I published a new column at The Escapist today. The success of David Gordon Green’s Halloween and the announcement of his upcoming Exorcist trilogy seemed like a good time to discuss one of the more interesting modern trends in studio franchising: the rebooted sequel, or the “requel.” The idea is that if an original movie is iconic, but subsequent sequels have devalued the brand, the studio can just roll the franchise back to the earlier beloved film and effectively start franchising again from that point onwards.

It is a frustrating and unsettling trend that illustrates the cannibalistic feeding frenzy that is modern franchising. Hollywood has already franchised every viable property, but this approach allows studios a second (or third) bite of the apple by effectively erasing perceived mistakes and rolling the clock back to earlier and more nostalgia-friendly points in the shared continuity. It’s interesting to see this approach becoming increasingly mainstream.

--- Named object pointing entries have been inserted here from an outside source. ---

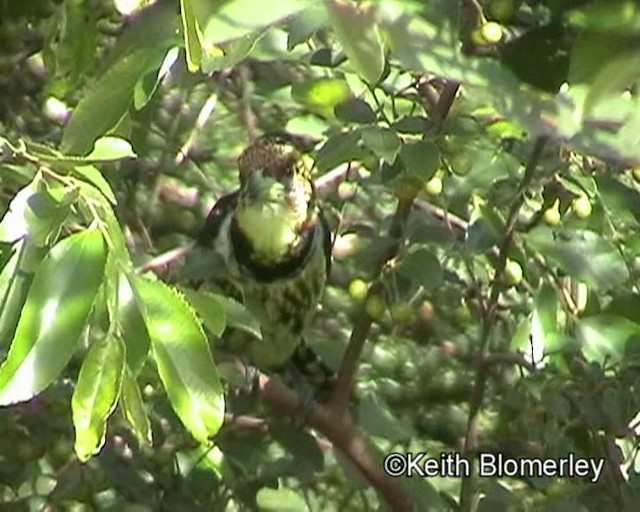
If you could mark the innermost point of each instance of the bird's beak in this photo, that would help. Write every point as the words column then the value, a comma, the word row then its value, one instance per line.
column 263, row 188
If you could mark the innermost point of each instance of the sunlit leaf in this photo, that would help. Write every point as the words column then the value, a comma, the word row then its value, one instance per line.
column 321, row 95
column 382, row 141
column 422, row 267
column 54, row 315
column 210, row 309
column 280, row 500
column 584, row 255
column 605, row 337
column 183, row 358
column 133, row 407
column 363, row 46
column 96, row 394
column 111, row 148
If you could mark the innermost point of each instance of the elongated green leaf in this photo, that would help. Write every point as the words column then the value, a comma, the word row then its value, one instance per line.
column 132, row 327
column 382, row 141
column 582, row 254
column 91, row 174
column 225, row 21
column 321, row 95
column 54, row 315
column 133, row 407
column 104, row 104
column 192, row 35
column 421, row 266
column 421, row 158
column 543, row 322
column 96, row 394
column 604, row 337
column 239, row 317
column 210, row 309
column 281, row 500
column 183, row 358
column 364, row 45
column 111, row 148
column 15, row 280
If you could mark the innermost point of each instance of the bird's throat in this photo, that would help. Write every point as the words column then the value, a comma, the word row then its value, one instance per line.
column 270, row 231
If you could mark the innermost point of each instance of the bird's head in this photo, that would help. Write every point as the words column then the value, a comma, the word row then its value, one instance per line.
column 276, row 200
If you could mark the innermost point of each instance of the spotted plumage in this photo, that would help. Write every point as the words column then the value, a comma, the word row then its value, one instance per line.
column 275, row 246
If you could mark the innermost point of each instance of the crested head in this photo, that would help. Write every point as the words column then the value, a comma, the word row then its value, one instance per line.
column 276, row 201
column 274, row 155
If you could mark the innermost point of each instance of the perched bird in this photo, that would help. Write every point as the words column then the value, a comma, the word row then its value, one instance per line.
column 275, row 245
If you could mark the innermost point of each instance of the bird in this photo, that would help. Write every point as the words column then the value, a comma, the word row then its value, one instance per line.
column 273, row 242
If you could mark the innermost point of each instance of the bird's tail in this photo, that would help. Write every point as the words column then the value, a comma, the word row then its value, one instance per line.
column 307, row 366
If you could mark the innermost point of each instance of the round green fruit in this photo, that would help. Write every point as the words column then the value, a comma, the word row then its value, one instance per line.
column 512, row 273
column 461, row 164
column 347, row 190
column 375, row 306
column 463, row 315
column 358, row 289
column 402, row 313
column 552, row 215
column 433, row 187
column 491, row 32
column 426, row 311
column 501, row 10
column 581, row 206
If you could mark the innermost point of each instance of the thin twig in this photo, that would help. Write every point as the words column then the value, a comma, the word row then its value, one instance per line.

You can read the piece here, or click the picture below.

2 Responses

  1. Oddly enough, the earliest studio I can remember doing one of these “requels” was Toho. Their 1984 reboot of Godzilla was positioned as a direct sequel to the 1954 original, while ignoring the fourteen (!) films that had followed it. They did another half dozen films in this rebooted continuity before pressing the rest button several more times–but, in almost all cases, treating the original film as the one indisputable piece of canon.